What inspired you to start working out?
It was wild, I never worked out before. I started last year. Now it’s like, if you went out and got a dog you can’t remember your life before the dog. I don’t know how I [competed] and trained before without taking it that seriously. I watched a tennis documentary with John McEnroe and Bjorn Borg and I got really inspired and I called up friends and got a trainer, got a physical therapist and started to be adamant about working out and staying in good shape. It’s paid off, I broke the record by going 26 feet out of the halfpipe, where the old record that I had was 24. So yeah, the strength and all that is all paying off.

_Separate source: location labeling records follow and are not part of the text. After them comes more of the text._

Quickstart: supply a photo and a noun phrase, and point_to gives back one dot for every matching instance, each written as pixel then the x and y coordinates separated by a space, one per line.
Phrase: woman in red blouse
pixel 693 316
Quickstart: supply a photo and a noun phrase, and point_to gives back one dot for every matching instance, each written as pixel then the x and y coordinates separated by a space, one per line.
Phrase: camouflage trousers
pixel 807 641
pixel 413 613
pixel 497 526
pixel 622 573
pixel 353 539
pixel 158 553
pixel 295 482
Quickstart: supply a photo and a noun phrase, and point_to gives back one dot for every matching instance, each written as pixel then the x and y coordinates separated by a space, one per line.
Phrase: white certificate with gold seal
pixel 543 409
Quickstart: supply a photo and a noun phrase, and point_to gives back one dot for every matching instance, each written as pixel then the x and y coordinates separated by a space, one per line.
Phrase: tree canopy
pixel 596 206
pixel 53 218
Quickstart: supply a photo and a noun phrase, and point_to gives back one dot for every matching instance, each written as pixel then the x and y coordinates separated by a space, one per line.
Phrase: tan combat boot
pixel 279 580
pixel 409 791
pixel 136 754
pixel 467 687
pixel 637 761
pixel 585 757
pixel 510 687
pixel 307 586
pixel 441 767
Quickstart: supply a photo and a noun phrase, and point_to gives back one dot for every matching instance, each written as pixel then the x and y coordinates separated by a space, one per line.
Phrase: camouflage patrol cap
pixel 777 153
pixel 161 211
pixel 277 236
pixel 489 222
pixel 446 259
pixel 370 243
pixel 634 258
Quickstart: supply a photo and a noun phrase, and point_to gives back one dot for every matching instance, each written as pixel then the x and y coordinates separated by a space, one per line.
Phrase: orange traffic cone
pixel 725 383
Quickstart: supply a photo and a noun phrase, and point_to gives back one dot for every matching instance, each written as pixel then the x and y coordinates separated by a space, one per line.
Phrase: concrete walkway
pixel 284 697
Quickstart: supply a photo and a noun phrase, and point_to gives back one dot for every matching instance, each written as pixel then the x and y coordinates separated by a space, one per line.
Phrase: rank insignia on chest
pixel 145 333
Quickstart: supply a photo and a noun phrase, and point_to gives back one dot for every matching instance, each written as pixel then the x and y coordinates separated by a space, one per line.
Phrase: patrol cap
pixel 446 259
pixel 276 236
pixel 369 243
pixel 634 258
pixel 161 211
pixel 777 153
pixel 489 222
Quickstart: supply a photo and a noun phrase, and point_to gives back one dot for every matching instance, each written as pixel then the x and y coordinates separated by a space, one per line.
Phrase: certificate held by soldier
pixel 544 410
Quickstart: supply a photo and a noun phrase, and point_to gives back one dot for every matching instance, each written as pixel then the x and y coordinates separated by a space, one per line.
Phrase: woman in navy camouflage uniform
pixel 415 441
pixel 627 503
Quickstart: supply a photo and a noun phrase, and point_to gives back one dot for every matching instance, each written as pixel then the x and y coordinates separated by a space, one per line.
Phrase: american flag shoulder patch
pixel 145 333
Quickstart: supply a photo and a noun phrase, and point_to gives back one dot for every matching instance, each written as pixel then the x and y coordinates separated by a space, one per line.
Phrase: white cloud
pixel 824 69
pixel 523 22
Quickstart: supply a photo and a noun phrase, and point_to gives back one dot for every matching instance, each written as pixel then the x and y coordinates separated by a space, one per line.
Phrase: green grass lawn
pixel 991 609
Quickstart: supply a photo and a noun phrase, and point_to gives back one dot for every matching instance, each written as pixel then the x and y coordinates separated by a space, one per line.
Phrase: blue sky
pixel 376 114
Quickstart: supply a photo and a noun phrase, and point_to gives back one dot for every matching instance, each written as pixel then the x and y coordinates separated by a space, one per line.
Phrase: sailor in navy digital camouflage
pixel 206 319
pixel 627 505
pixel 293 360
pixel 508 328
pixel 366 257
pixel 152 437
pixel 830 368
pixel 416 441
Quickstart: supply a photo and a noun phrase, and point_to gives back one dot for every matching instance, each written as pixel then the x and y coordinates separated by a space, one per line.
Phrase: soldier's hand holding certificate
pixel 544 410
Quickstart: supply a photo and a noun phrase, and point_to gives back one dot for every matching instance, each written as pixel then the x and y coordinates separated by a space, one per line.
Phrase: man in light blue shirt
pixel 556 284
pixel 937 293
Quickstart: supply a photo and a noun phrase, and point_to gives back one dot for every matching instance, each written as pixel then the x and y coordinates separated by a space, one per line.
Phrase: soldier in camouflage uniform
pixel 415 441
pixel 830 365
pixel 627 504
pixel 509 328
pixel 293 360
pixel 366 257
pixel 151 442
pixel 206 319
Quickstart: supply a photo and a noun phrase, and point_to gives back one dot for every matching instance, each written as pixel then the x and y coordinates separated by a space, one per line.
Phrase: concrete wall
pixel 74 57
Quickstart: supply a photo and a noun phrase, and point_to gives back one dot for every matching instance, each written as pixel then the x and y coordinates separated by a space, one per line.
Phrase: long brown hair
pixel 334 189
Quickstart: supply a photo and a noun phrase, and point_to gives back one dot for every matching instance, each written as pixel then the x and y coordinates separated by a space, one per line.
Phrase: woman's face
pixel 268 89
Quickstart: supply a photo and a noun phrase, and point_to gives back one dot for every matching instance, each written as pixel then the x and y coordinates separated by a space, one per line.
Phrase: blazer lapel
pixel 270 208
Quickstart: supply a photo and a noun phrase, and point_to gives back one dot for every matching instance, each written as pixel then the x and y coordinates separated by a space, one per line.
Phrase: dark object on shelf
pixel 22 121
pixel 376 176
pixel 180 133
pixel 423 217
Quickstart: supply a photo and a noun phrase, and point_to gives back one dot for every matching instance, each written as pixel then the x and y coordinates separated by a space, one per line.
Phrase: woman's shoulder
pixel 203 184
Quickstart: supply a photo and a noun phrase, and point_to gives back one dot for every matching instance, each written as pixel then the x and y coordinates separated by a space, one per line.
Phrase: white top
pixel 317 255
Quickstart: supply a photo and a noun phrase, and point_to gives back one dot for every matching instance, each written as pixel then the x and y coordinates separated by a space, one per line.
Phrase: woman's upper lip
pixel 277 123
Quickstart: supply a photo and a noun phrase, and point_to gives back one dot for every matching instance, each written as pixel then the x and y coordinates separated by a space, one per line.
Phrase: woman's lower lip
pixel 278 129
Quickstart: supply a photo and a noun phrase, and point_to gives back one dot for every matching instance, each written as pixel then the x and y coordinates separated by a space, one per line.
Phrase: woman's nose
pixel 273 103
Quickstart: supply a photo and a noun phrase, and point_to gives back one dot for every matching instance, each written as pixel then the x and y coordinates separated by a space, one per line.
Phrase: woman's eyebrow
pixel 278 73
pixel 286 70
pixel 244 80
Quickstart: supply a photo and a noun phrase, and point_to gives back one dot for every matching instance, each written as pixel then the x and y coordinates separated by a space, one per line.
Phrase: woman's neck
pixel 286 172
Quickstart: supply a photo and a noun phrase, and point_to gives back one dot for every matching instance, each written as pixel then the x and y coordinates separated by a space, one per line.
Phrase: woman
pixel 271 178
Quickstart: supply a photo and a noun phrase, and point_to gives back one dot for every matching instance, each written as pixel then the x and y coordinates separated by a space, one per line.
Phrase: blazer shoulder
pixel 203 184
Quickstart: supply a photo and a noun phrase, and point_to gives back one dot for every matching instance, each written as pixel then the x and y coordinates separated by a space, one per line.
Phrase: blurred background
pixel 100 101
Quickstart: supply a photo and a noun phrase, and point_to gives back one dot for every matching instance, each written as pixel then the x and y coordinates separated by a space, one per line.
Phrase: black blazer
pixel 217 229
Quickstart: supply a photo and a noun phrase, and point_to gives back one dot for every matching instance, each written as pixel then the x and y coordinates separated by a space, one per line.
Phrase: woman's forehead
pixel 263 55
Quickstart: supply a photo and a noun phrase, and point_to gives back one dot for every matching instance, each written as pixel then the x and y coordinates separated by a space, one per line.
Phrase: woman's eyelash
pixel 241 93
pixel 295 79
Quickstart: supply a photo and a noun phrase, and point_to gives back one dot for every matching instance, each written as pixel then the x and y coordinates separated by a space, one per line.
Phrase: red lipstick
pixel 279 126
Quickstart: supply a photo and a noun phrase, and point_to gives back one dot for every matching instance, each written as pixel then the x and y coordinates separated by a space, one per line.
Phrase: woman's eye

What’s a typical work out for you?
It’s very light weights stuff. I’m not a bulky guy, I don’t have to tackle a 300 pound person so obviously it’s a different build. But one thing I do is a lot of mountain biking. I was very strong before but I didn’t have the endurance. I just hate doing spinning, I hate doing the spin class or anything like that. I find it way more motivating to be climbing a mountain and saying, “I want to get there!” So I’ve been doing a lot more of that. It’s helped out a lot, I’m never tired, I’m always motivated to go ride. And the other [type of work out] is more of a gymnastics type of thing where it’s all core and movement, it’s never stationary. I’m always on one leg balancing scenario. Because it groups all the smaller muscles to bring you back into balance. It’s never just sitting on a machine doing a leg press.
You say you’re doing gymnastics–can you do a standing back flip?
Probably! I used to mess around a little, I had a trampoline around as a kid so I blame that for all the flipping and spinning.